Tuesday, July 13, 2010

Walking Home Projects July 8th - Looking at North False Creek with Bryan Newson

Today marked another amazing session of Walking Home Projects Yaletown Public Art! Bryan Newson, the city of Vancouver’s Public Art Program Manager, was present to give us a guided interpretive tour of North False Creek’s public art. Newson is in charge of selecting, approving and implementing public art throughout the city, so it was very exciting to have his first-hand knowledge of the city’s artwork at our disposal. It was also an exciting day because it finally felt like summer in Vancouver! The temperature was a delicious twenty-eight degrees, a perfect day to spend outside exploring and our group definitely took advantage.

Our session started in the sweet shade of a large tree at Cooper’s Park, where we met Bryan Newson and a guest from the Immigration Services Society who was joining our group for the day. Bryan started by explaining the history of public art in Vancouver and the city’s Cultural Services Public Art Program. Apparently, prior to Expo 86’, public art in Vancouver was very limited in scope and there was no official program set up to curate it. It was only after the Expo – when participating countries wanted to leave large artworks they had brought in as part of their pavilions – that the city decided it needed to develop a program and criteria for accepting and promoting public art. This was to ensure that the city’s public spaces were protected and preserved from artworks that may not merit long-term placement. Perhaps more importantly, the city also decided to take a more proactive stance on accumulating public art; rather than simply accepting donations, they would begin commissioning work specific to Vancouver. Although I already had some idea of the importance of Expo 86 before today’s session – large developments like the Skytrain, Science World, BC Place Stadium and the Plaza of Nations are all still a big part of Vancouver today – I was unaware of the extent the event shaped our city in the area of public art.

After this historical introduction, our busy afternoon of walking was underway. In total, we looked at twelve pieces: “Time Top” by Jerry Pethick, an untitled fountain by Al McWilliams, “The Copper Mews” by Alan Storey, “Lookout” by Noel Best & Chris Dikeakos, “Street Light” by Bernie Miller & Alan Tregebov, “Welcome to the Land of Light” by Henry Tsang, “Glass Umbrellas” by Don Vaughan, “Brush with Illumination” by Buster Simpson, “Collection” by Mark Lewis, “Footnotes” by Gwen Boyle, “Password” by Alan Storey, and “Terra Nova” by Richard Prince. It was a busy afternoon to say the least!

I honestly feel like I could write a few pages on each piece thanks to all of the information and insight Bryan shared combined with the reactions and comments from my peers, but for the sake of space, I will only talk about one of the works we looked at, which was of particular interest to me, “The Copper Mews” by Alan Storey. This work was immediately appealing to our group who all enjoyed the highly interactive quality of the piece. It consists of a meandering path that transforms from trail to rail to boardwalk, above which there are five wooden barrels in honour of the cooperage that once stood in its place. When one steps onto the boardwalk planks the barrels emit steam and a different musical note for each plank. Bryan explained to us how noise concerns were a large obstacle in bringing the piece to realization and that Alan Storey was forced to compromise on the level of sound emitted from the work. This was a helpful reminder that public art involves many stakeholders and that negotiation is an important part of the process. I really enjoyed this piece because of the large response it created in our group. I also feel it successfully evokes a sense of history while activating public space with sculpture in a fun unobtrusive way.

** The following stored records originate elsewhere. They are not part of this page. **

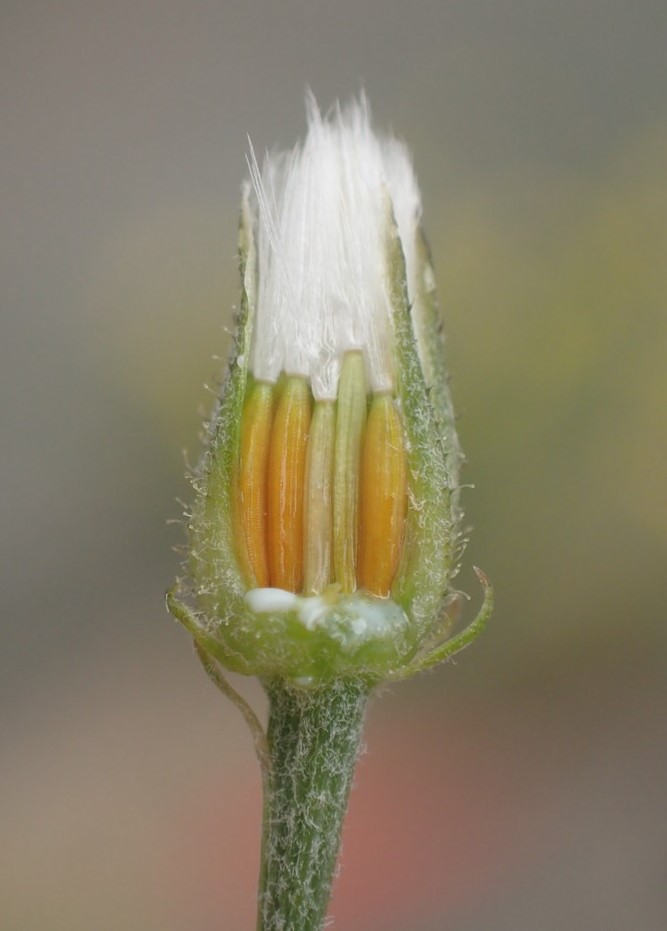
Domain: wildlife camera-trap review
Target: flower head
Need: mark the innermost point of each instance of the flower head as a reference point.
(326, 529)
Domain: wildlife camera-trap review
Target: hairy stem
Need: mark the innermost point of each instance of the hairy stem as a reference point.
(314, 736)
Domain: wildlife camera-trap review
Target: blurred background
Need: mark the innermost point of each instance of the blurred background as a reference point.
(522, 787)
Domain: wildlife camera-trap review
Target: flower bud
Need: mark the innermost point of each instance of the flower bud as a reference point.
(325, 531)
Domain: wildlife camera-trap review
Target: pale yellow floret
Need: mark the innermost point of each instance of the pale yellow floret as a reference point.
(350, 423)
(250, 500)
(286, 480)
(384, 496)
(318, 513)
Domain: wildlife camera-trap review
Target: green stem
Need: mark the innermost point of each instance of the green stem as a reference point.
(314, 736)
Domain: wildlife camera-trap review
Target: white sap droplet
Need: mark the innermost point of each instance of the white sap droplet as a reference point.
(266, 600)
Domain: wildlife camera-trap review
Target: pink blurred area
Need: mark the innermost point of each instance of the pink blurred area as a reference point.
(521, 787)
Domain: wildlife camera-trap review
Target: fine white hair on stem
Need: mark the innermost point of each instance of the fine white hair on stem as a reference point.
(322, 213)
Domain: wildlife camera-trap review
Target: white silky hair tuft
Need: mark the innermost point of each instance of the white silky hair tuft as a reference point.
(322, 213)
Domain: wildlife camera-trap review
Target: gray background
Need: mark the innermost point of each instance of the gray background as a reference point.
(521, 788)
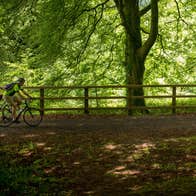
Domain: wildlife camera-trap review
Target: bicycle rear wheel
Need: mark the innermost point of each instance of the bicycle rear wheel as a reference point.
(32, 117)
(6, 116)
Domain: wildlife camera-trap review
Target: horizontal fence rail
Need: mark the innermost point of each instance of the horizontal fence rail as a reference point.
(91, 96)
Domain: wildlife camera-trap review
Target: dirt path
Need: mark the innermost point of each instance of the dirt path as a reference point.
(165, 126)
(149, 155)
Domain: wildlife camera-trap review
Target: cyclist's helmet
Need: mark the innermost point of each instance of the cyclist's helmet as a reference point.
(20, 80)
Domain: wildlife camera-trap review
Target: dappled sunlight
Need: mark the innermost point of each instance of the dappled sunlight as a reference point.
(122, 170)
(40, 144)
(30, 136)
(3, 135)
(50, 170)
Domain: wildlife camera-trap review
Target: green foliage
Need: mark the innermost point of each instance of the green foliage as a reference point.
(82, 43)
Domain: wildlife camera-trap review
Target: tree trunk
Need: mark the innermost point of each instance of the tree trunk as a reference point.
(135, 52)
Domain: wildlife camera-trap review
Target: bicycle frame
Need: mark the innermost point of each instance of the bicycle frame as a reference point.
(31, 116)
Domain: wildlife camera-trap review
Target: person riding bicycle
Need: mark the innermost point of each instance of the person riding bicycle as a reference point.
(15, 94)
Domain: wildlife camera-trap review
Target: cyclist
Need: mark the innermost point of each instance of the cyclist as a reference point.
(14, 96)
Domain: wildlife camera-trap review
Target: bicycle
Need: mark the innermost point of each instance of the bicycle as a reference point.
(31, 116)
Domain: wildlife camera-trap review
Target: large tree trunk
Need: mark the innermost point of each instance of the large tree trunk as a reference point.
(135, 52)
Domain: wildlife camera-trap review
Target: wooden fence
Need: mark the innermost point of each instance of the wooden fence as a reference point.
(171, 92)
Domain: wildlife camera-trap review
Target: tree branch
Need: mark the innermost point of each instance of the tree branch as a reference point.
(153, 30)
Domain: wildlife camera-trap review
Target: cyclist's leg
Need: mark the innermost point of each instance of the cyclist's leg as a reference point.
(10, 100)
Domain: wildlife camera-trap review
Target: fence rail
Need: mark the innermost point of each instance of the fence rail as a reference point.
(173, 94)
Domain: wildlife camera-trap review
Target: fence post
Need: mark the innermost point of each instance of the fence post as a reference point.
(42, 100)
(174, 100)
(86, 110)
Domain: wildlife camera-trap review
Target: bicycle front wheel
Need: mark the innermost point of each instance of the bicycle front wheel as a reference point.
(6, 116)
(32, 117)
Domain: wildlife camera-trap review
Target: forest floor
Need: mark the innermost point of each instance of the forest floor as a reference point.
(99, 155)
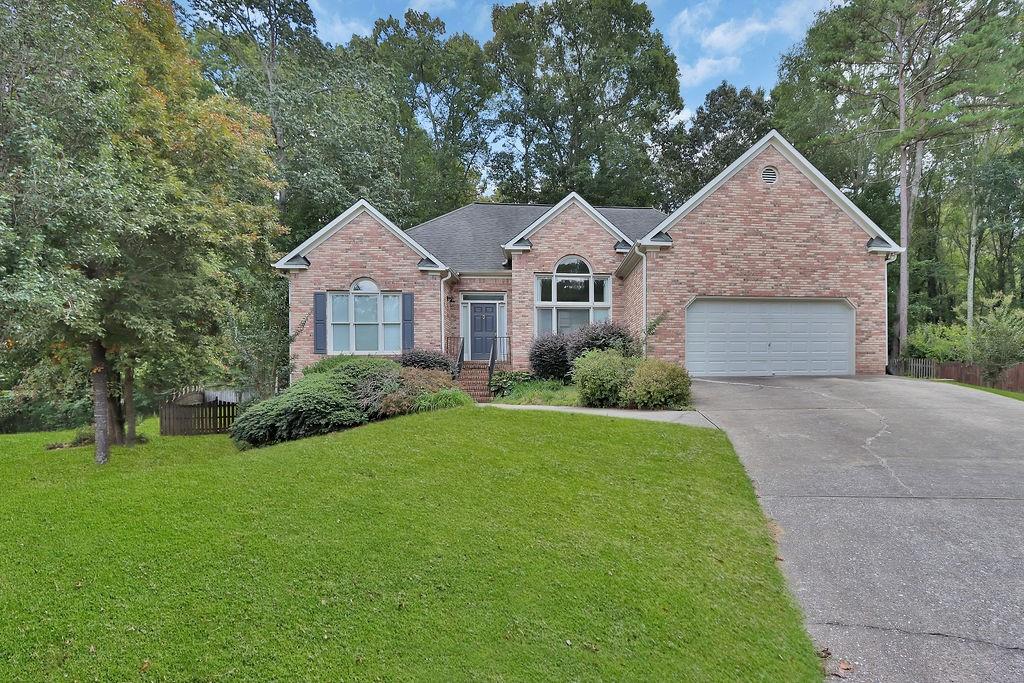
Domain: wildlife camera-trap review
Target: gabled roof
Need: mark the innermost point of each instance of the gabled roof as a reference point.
(880, 242)
(470, 238)
(569, 200)
(296, 259)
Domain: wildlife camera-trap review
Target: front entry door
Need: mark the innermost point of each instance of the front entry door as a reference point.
(483, 328)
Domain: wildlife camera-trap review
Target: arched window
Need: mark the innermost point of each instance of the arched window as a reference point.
(571, 297)
(364, 319)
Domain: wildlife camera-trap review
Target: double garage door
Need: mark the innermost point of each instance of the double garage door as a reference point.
(763, 337)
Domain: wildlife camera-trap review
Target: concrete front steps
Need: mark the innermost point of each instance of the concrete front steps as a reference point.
(473, 379)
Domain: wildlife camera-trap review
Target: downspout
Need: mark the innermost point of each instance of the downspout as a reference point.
(440, 301)
(643, 261)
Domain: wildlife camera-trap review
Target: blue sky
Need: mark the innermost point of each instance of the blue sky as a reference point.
(713, 40)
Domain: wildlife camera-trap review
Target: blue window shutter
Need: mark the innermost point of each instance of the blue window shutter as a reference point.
(408, 336)
(320, 322)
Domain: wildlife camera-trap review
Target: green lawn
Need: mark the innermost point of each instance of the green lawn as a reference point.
(466, 544)
(1003, 392)
(542, 392)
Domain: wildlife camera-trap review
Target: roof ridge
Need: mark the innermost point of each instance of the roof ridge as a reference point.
(446, 213)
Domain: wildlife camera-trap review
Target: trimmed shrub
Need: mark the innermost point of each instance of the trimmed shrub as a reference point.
(600, 377)
(549, 358)
(657, 385)
(441, 399)
(318, 403)
(350, 364)
(504, 381)
(427, 360)
(413, 383)
(601, 336)
(375, 385)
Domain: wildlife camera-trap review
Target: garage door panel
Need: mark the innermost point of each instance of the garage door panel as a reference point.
(736, 337)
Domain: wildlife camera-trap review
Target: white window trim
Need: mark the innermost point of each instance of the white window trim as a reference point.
(554, 304)
(351, 324)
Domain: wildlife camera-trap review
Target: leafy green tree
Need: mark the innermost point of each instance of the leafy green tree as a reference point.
(584, 83)
(125, 195)
(448, 87)
(906, 73)
(726, 125)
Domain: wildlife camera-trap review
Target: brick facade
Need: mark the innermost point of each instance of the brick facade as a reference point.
(364, 248)
(750, 239)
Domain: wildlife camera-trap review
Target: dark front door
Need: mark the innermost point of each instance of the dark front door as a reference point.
(482, 329)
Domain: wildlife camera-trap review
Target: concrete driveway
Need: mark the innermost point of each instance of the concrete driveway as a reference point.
(901, 508)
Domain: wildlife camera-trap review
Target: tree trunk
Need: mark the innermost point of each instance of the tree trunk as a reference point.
(972, 260)
(128, 397)
(100, 417)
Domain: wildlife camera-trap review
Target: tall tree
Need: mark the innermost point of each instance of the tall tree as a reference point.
(726, 125)
(448, 85)
(914, 72)
(584, 84)
(125, 194)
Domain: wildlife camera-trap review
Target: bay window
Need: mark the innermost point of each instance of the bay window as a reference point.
(571, 297)
(365, 319)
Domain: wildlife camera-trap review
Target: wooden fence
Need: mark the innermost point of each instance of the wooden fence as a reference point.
(1011, 380)
(213, 418)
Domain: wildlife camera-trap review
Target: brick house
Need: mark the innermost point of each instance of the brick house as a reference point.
(769, 269)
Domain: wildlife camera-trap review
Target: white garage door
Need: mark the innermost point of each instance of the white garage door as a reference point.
(761, 337)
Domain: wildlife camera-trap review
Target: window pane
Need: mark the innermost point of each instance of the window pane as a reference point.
(365, 286)
(366, 308)
(339, 338)
(543, 322)
(392, 337)
(339, 308)
(572, 264)
(392, 308)
(366, 337)
(572, 318)
(572, 290)
(544, 287)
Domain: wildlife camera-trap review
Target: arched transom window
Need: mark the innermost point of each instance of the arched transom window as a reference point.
(570, 297)
(364, 319)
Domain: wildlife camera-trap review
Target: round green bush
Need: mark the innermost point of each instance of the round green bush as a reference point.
(657, 385)
(549, 358)
(601, 336)
(427, 360)
(600, 377)
(317, 403)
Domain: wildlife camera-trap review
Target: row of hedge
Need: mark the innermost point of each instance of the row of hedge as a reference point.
(604, 361)
(345, 391)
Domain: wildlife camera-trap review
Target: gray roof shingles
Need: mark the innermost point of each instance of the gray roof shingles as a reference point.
(470, 238)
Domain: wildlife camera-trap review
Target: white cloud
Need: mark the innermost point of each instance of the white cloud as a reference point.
(430, 5)
(707, 68)
(689, 23)
(336, 30)
(790, 17)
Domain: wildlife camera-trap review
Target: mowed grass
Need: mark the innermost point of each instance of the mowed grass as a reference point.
(1003, 392)
(467, 544)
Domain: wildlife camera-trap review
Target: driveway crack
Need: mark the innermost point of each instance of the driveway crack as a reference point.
(868, 443)
(907, 632)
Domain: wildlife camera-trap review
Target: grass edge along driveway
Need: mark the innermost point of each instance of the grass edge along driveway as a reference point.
(466, 544)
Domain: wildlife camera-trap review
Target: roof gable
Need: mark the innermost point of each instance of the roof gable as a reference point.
(296, 259)
(878, 240)
(521, 241)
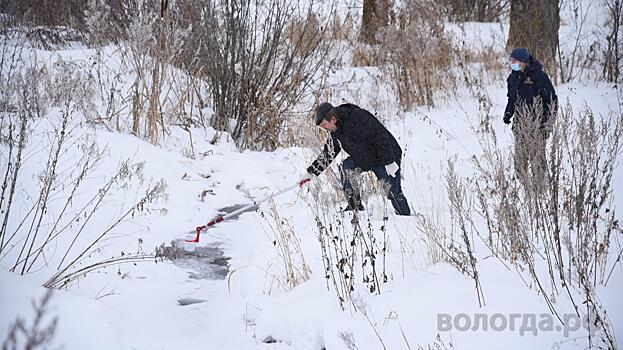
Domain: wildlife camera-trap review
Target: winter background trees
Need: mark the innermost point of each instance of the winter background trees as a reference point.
(124, 124)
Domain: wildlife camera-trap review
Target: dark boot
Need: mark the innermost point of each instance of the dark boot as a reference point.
(400, 204)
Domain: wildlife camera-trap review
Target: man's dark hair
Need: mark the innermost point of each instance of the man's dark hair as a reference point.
(322, 112)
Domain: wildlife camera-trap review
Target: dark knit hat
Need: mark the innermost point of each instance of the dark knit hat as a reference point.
(321, 112)
(521, 54)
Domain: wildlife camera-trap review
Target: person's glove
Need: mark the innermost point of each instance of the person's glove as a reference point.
(305, 177)
(392, 169)
(507, 119)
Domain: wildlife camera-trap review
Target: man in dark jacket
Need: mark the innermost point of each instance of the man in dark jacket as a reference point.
(370, 146)
(531, 101)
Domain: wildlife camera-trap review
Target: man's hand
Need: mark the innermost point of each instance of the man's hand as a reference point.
(305, 177)
(392, 169)
(507, 119)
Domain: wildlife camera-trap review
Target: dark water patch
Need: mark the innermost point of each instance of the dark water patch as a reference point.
(204, 262)
(189, 301)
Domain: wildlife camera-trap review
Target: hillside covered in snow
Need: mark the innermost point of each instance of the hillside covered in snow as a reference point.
(133, 123)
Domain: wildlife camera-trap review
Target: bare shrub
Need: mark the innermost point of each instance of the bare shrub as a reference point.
(295, 269)
(613, 59)
(353, 250)
(419, 53)
(255, 72)
(558, 214)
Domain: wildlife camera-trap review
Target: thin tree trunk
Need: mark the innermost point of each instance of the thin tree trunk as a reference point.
(534, 24)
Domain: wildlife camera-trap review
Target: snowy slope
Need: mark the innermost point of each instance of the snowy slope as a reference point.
(136, 306)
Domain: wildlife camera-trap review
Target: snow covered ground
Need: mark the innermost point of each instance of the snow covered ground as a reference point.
(137, 306)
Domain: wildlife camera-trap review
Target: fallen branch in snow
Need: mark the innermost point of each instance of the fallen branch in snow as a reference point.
(63, 281)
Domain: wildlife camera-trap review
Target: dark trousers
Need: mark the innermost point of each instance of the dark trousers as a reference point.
(349, 170)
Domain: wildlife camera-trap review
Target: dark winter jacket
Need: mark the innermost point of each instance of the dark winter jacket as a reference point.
(528, 87)
(363, 137)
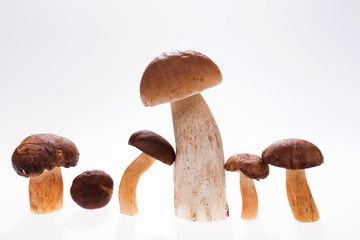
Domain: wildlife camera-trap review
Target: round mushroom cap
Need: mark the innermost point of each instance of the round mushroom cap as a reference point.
(293, 154)
(175, 75)
(153, 145)
(92, 189)
(40, 152)
(250, 165)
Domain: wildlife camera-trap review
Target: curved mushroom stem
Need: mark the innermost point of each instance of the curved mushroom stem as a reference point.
(199, 172)
(46, 192)
(128, 184)
(300, 199)
(249, 198)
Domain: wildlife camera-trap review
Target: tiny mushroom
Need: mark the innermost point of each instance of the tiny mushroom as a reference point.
(40, 157)
(296, 155)
(92, 189)
(250, 167)
(178, 77)
(153, 147)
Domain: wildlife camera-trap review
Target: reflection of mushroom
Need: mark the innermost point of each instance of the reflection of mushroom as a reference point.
(40, 157)
(92, 189)
(295, 155)
(199, 174)
(154, 147)
(250, 167)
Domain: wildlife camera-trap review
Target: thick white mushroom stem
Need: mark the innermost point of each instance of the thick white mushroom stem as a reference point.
(199, 172)
(299, 195)
(249, 198)
(129, 181)
(46, 192)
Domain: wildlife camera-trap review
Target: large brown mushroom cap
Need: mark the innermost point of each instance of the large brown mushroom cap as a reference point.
(175, 75)
(293, 154)
(92, 189)
(40, 152)
(250, 165)
(153, 145)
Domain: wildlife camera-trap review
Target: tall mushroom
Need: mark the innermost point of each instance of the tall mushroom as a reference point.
(154, 147)
(40, 157)
(250, 167)
(296, 155)
(178, 77)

Our day ended at the Roundhouse, but I’ll admit I left the group early because the weather had the beach calling my name! Actually, I headed to Vanier Park to take part Mountain Equipment Co-op’s $5 Kayaking Classes, which I had learned about from Catherine during our Canada Day walking session. In addition to learning so much about Vancouver and its public art, the program has been an amazing resource for exchanging our own experiences of the city. That unexpected benefit has been truly wonderful, as it provides all of us with many suggestions on new ways to experience and walk through Vancouver.

sam - the notepad kid

1 comment:

  1. The Copper Mews was an excellent piece! Everyone had so much fun stepping on the unassuming wood planks and making music. It really got me thinking of what is happening under the ground in the city. That so much of a city is underground but I've only ever thought about what happens above ground, about what I can see straight away. The fact that the artist tapped into not only the history (also a first for me: that a place where barrels were made was called a cooperage, a big "ah-ha" moment for placing other names around that area!!) but also what's going on underneath the ground or inside of things I cannot see. How intricately the city must work to all fit together, everything from noise in the neighbourhood to making a piece accessible and even highlighting a public way to get to the waterfront to sewage systems and pumps and emergency water supplies. I love how you bring up the $5 MEC Kayaking course too! I had no idea about that! Are you writing about any of those other art pieces separately? Thanks for this post! Always a pleasure!